‘Rocky’ raccoons: Local critters test positive for distemper

Branching out: The victorious escapee spent the night in the tree.
Photo by Paul Martinka

A virus that caused dozens of raccoons to exhibit zombie-like symptoms in Central Park spread to Brooklyn’s Backyard, where as many as four of the woodland critters may have been infected with distemper, a disease that’s also lethal to common pets including dogs.

Department of Parks and Recreation officials are warning pup owners to leash their tail-waggers at all times while in Prospect Park, after raccoons found at the Long Meadow and on the eastern side of the park tested positive for the distemper virus on Oct. 3, according to spokeswoman Crystal Howard.

Two other masked bandits that officials suspect may have fallen prey to the deadly illness were collected near the Long Meadow and sent out for testing on Oct. 2 and 4, according to Howard, who said results of those tests are pending.

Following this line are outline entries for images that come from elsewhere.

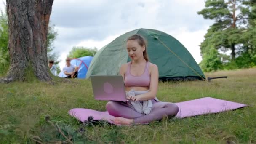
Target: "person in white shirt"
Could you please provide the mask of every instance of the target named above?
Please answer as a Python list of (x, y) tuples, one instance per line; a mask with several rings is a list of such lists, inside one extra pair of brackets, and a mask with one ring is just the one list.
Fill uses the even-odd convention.
[(67, 77), (65, 78), (77, 78), (78, 67), (70, 64), (70, 59), (66, 59), (66, 66), (63, 68), (63, 72)]
[(57, 76), (57, 67), (54, 65), (54, 61), (53, 60), (49, 60), (48, 63), (48, 66), (50, 68), (50, 70), (53, 75), (55, 76)]

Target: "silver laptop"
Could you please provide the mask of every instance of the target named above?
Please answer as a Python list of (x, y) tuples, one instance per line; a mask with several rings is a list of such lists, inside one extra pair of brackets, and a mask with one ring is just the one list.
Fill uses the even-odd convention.
[(130, 101), (125, 96), (125, 84), (121, 75), (91, 75), (91, 82), (95, 99)]

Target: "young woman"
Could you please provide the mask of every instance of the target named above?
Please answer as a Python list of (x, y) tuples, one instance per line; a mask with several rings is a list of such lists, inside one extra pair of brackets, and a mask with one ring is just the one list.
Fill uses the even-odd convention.
[(145, 40), (134, 35), (127, 40), (126, 47), (131, 61), (121, 66), (120, 73), (124, 80), (128, 99), (135, 101), (109, 101), (106, 108), (115, 117), (114, 122), (129, 125), (160, 120), (164, 115), (176, 115), (178, 106), (160, 102), (156, 97), (158, 69), (156, 65), (149, 61)]

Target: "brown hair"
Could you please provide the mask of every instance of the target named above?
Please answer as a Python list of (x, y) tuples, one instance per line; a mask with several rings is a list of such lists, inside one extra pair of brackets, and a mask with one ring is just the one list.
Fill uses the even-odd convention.
[(149, 59), (147, 53), (147, 41), (142, 36), (135, 34), (129, 37), (126, 41), (130, 40), (137, 40), (139, 44), (141, 46), (145, 46), (145, 50), (143, 51), (143, 57), (146, 61), (149, 61)]

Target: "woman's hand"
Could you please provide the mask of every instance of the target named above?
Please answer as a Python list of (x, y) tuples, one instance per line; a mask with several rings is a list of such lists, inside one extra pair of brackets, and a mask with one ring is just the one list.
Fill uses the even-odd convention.
[(127, 97), (127, 99), (131, 99), (133, 101), (140, 101), (140, 97), (138, 96), (128, 96), (128, 97)]

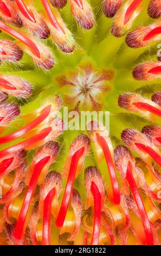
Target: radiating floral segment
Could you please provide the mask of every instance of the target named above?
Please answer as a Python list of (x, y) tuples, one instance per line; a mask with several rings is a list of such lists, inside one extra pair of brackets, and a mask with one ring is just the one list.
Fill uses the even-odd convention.
[(160, 1), (0, 0), (0, 244), (160, 245)]

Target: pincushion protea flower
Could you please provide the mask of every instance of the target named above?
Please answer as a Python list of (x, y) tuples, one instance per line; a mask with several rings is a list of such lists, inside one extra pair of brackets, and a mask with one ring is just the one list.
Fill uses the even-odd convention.
[(160, 245), (160, 8), (0, 1), (1, 245)]

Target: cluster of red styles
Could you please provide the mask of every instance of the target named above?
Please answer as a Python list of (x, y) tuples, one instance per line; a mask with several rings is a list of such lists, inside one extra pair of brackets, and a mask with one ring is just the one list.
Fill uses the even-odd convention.
[[(57, 9), (67, 2), (41, 0), (43, 10), (39, 13), (31, 0), (1, 0), (0, 29), (16, 39), (0, 40), (1, 62), (18, 62), (25, 52), (35, 65), (52, 68), (53, 53), (41, 41), (50, 34), (60, 50), (72, 53), (74, 40)], [(102, 0), (105, 15), (114, 17), (114, 36), (125, 34), (141, 2), (128, 0), (123, 7), (123, 0)], [(69, 4), (79, 26), (92, 29), (94, 16), (88, 2), (69, 0)], [(161, 17), (160, 0), (150, 1), (148, 13), (153, 19)], [(132, 48), (144, 47), (158, 40), (160, 33), (161, 21), (158, 21), (130, 32), (126, 42)], [(158, 57), (157, 62), (134, 67), (134, 78), (161, 77), (159, 60)], [(0, 243), (160, 244), (161, 126), (152, 124), (141, 132), (125, 129), (121, 134), (123, 145), (113, 148), (105, 127), (91, 121), (88, 135), (80, 134), (71, 142), (65, 167), (56, 172), (51, 170), (50, 166), (59, 157), (62, 146), (55, 139), (63, 133), (64, 123), (55, 117), (61, 99), (55, 96), (30, 114), (23, 115), (27, 123), (5, 135), (10, 123), (21, 115), (18, 106), (6, 102), (8, 95), (27, 99), (33, 87), (22, 78), (2, 74), (0, 82), (0, 144), (8, 143), (0, 151)], [(159, 92), (151, 100), (137, 93), (123, 94), (118, 105), (152, 120), (154, 115), (161, 117)], [(85, 168), (92, 148), (98, 166)], [(29, 159), (28, 152), (33, 149)], [(133, 156), (131, 151), (140, 157)], [(74, 188), (80, 175), (84, 180), (84, 192)]]

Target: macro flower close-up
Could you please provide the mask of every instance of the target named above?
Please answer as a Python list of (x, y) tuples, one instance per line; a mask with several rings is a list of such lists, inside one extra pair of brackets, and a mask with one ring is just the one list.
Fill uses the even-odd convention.
[(161, 0), (0, 0), (0, 245), (161, 245)]

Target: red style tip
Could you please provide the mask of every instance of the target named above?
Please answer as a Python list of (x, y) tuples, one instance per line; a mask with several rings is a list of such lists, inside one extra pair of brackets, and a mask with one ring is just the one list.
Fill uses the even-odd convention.
[(34, 16), (25, 5), (23, 0), (15, 0), (18, 9), (22, 14), (23, 14), (27, 19), (32, 22), (36, 23)]
[(148, 14), (153, 19), (161, 17), (161, 2), (160, 0), (151, 0), (148, 6)]
[(14, 237), (16, 240), (21, 240), (22, 238), (25, 222), (28, 212), (31, 199), (37, 184), (37, 181), (41, 172), (48, 163), (50, 156), (46, 156), (38, 162), (35, 166), (33, 176), (28, 186), (25, 196), (20, 211), (20, 213), (16, 222)]
[(61, 228), (64, 223), (68, 205), (71, 197), (73, 183), (79, 161), (85, 151), (85, 148), (81, 148), (72, 156), (68, 180), (62, 200), (61, 207), (55, 221), (56, 227)]
[(83, 10), (83, 6), (82, 0), (74, 0), (75, 3), (79, 6), (79, 7)]
[(151, 97), (151, 100), (156, 104), (161, 107), (161, 92), (155, 93)]
[(55, 187), (53, 188), (47, 194), (44, 200), (43, 226), (42, 226), (42, 245), (50, 245), (50, 215), (51, 204), (55, 195)]
[(11, 18), (12, 15), (10, 10), (8, 9), (5, 3), (4, 3), (4, 1), (2, 0), (0, 1), (0, 11), (2, 11), (5, 15)]
[(20, 34), (14, 28), (7, 25), (0, 21), (0, 29), (9, 34), (10, 35), (20, 40), (21, 42), (27, 45), (31, 51), (33, 53), (37, 58), (40, 58), (40, 53), (36, 44), (25, 36)]
[(113, 203), (115, 205), (120, 203), (120, 192), (117, 177), (115, 174), (114, 166), (113, 162), (112, 157), (107, 145), (107, 142), (103, 137), (101, 136), (99, 133), (96, 133), (98, 142), (102, 149), (108, 171), (110, 175), (111, 181), (112, 186), (113, 194)]
[(148, 218), (139, 191), (132, 174), (132, 164), (130, 161), (128, 162), (127, 168), (126, 179), (133, 193), (134, 200), (138, 206), (140, 217), (142, 220), (145, 234), (146, 238), (146, 243), (147, 245), (153, 245), (154, 244), (154, 240), (151, 224)]
[(156, 66), (150, 70), (148, 73), (153, 74), (154, 75), (161, 74), (161, 66)]
[(147, 153), (150, 156), (160, 167), (161, 167), (161, 156), (158, 155), (152, 148), (150, 147), (144, 145), (141, 143), (135, 143), (137, 147)]
[(161, 109), (145, 102), (134, 102), (133, 104), (138, 108), (147, 110), (150, 112), (161, 117)]
[(4, 79), (0, 78), (0, 90), (1, 90), (1, 86), (2, 86), (4, 88), (6, 88), (8, 90), (16, 90), (16, 87), (14, 86), (11, 84), (7, 80)]
[(8, 98), (8, 95), (5, 92), (0, 91), (0, 103), (5, 101)]
[(1, 175), (3, 173), (5, 172), (5, 170), (9, 168), (11, 164), (14, 161), (14, 157), (10, 159), (5, 159), (0, 163), (0, 174)]
[(60, 26), (54, 13), (53, 13), (48, 0), (41, 0), (41, 2), (52, 25), (54, 26), (54, 27), (56, 29), (59, 30), (59, 31), (61, 31), (64, 34), (65, 34), (65, 31)]
[(91, 190), (94, 199), (94, 226), (91, 245), (98, 245), (101, 226), (101, 196), (93, 181)]
[(143, 40), (146, 41), (151, 39), (152, 38), (161, 33), (161, 27), (158, 27), (152, 29), (144, 38)]
[(50, 111), (51, 105), (49, 105), (41, 111), (40, 114), (35, 118), (35, 119), (25, 126), (19, 130), (19, 131), (9, 135), (7, 135), (6, 136), (0, 137), (0, 144), (6, 143), (9, 141), (14, 141), (31, 131), (35, 127), (39, 125), (48, 117)]
[(50, 2), (55, 8), (62, 9), (66, 5), (67, 0), (50, 0)]
[(125, 25), (130, 20), (133, 12), (143, 0), (134, 0), (128, 8), (124, 18), (124, 25)]
[(106, 17), (114, 17), (123, 3), (123, 0), (103, 0), (102, 9)]
[(43, 139), (45, 139), (46, 137), (49, 135), (49, 133), (52, 131), (52, 128), (49, 127), (46, 128), (41, 131), (39, 133), (31, 137), (31, 138), (26, 139), (20, 143), (18, 143), (14, 146), (10, 147), (6, 149), (0, 151), (0, 159), (12, 154), (14, 152), (21, 150), (25, 149), (31, 145), (34, 144), (37, 142), (38, 142)]

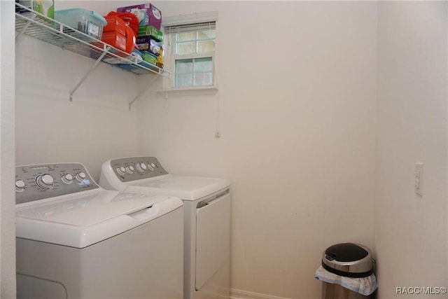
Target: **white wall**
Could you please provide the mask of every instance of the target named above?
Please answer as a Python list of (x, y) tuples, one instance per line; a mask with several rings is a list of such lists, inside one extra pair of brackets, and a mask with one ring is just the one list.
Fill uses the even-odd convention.
[(0, 1), (0, 298), (15, 298), (14, 1)]
[(218, 11), (219, 92), (141, 99), (139, 153), (230, 179), (232, 288), (319, 298), (326, 247), (372, 247), (377, 4), (154, 3)]
[[(100, 1), (57, 2), (106, 14)], [(103, 2), (104, 4), (104, 2)], [(136, 153), (138, 76), (100, 64), (69, 102), (94, 60), (24, 36), (16, 46), (16, 164), (80, 162), (98, 181), (102, 162)]]
[[(448, 286), (447, 8), (447, 1), (379, 3), (374, 244), (380, 298), (402, 298), (397, 286)], [(424, 163), (422, 197), (414, 191), (416, 162)]]

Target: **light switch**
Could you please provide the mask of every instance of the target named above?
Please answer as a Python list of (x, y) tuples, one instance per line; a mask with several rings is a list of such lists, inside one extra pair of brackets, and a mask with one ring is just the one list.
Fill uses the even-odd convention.
[(423, 163), (415, 163), (415, 193), (423, 196)]

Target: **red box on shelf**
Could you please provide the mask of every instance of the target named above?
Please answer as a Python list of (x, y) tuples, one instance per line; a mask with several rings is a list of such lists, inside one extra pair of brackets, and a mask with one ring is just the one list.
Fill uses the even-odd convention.
[(122, 51), (126, 50), (126, 36), (117, 32), (103, 32), (103, 36), (101, 38), (101, 40), (117, 49)]
[(120, 34), (126, 35), (126, 23), (116, 15), (107, 15), (104, 17), (107, 25), (103, 28), (103, 32), (117, 32)]

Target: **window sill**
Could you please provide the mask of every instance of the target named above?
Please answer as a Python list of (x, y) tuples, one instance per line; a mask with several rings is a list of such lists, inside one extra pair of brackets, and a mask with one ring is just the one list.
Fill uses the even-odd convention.
[(177, 88), (166, 90), (158, 90), (155, 91), (164, 97), (179, 96), (179, 95), (214, 95), (218, 92), (216, 86), (201, 86), (193, 88)]

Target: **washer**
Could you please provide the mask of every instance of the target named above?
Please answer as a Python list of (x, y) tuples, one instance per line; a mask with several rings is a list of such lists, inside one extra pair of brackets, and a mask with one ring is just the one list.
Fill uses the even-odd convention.
[(178, 197), (106, 190), (80, 163), (15, 169), (18, 298), (183, 298)]
[(105, 189), (180, 197), (184, 204), (184, 298), (230, 298), (230, 186), (222, 179), (169, 174), (155, 157), (103, 163)]

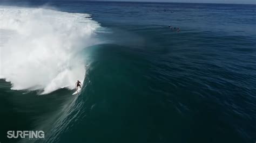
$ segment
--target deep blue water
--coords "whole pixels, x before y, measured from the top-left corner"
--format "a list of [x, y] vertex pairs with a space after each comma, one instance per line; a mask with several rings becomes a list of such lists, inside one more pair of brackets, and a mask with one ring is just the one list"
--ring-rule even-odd
[[79, 96], [24, 95], [1, 81], [0, 141], [17, 141], [6, 138], [11, 128], [37, 126], [46, 138], [36, 142], [256, 141], [255, 5], [43, 4], [91, 15], [107, 31], [97, 34], [105, 42], [82, 53], [88, 68]]

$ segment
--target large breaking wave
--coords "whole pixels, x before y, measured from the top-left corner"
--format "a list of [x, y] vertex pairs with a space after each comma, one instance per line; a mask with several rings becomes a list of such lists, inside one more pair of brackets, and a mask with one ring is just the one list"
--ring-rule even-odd
[[85, 77], [79, 52], [98, 42], [99, 27], [87, 14], [0, 6], [0, 78], [14, 90], [73, 88]]

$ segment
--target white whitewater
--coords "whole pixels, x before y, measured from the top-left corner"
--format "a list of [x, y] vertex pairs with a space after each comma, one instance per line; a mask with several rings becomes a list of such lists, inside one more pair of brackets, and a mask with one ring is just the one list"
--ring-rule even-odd
[[0, 78], [12, 89], [48, 94], [85, 78], [81, 51], [97, 44], [90, 15], [0, 6]]

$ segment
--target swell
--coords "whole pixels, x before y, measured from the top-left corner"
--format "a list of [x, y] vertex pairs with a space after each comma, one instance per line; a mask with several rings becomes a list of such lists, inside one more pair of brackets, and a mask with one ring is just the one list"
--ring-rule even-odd
[[13, 90], [73, 89], [84, 78], [80, 51], [99, 43], [99, 24], [87, 14], [0, 6], [0, 78]]

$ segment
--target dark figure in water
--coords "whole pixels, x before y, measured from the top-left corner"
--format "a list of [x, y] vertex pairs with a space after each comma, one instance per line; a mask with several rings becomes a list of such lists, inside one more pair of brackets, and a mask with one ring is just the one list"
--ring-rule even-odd
[[77, 81], [77, 83], [76, 83], [76, 87], [77, 87], [77, 90], [78, 89], [78, 87], [81, 88], [82, 83], [79, 81]]

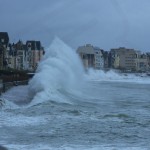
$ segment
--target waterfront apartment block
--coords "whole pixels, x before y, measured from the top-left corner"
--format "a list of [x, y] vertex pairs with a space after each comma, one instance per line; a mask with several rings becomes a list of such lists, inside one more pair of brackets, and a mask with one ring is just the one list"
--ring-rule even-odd
[[7, 32], [0, 32], [0, 69], [16, 69], [35, 71], [44, 55], [44, 48], [40, 41], [19, 40], [9, 43]]
[[90, 44], [86, 44], [85, 46], [80, 46], [77, 49], [77, 53], [81, 57], [85, 68], [104, 68], [104, 58], [102, 54], [102, 49], [94, 47]]
[[136, 52], [124, 47], [111, 49], [112, 67], [125, 70], [136, 70]]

Early symptoms of distemper in raccoons include runny eyes and nose, along with vomiting and diarrhea, but brain damage that occurs during late stages of the illness can cause the animal to wander about aimlessly and even become aggressive.

Humans are thankfully immune to the illness, but dogs are susceptible, and anyone who fears Fido may be sick with the disease should seek immediate treatment.

The good news is that man’s best friend can get a vaccine to prevent distemper and other diseases including adenovirus and parvovirus, an all-in-one shot recommended by borough vets, some of whom claimed to face resistance to such inoculations from a contingent of local anti-vaxxers who fear they’ll cause canine autism — a condition not recognized by medical professionals.

The Brooklyn outbreak follows a surge of infections that plagued raccoons in Central Park, leading the city to test a whopping 176 animals, with the most recently infected critter being collected on Sept. 19, according to Parks Department spokeswoman Maeri Ferguson.

The Manhattan distemper flare up seems to have abated since then, however, as infection rates took a steep decline in the final weeks of summer, Ferguson said.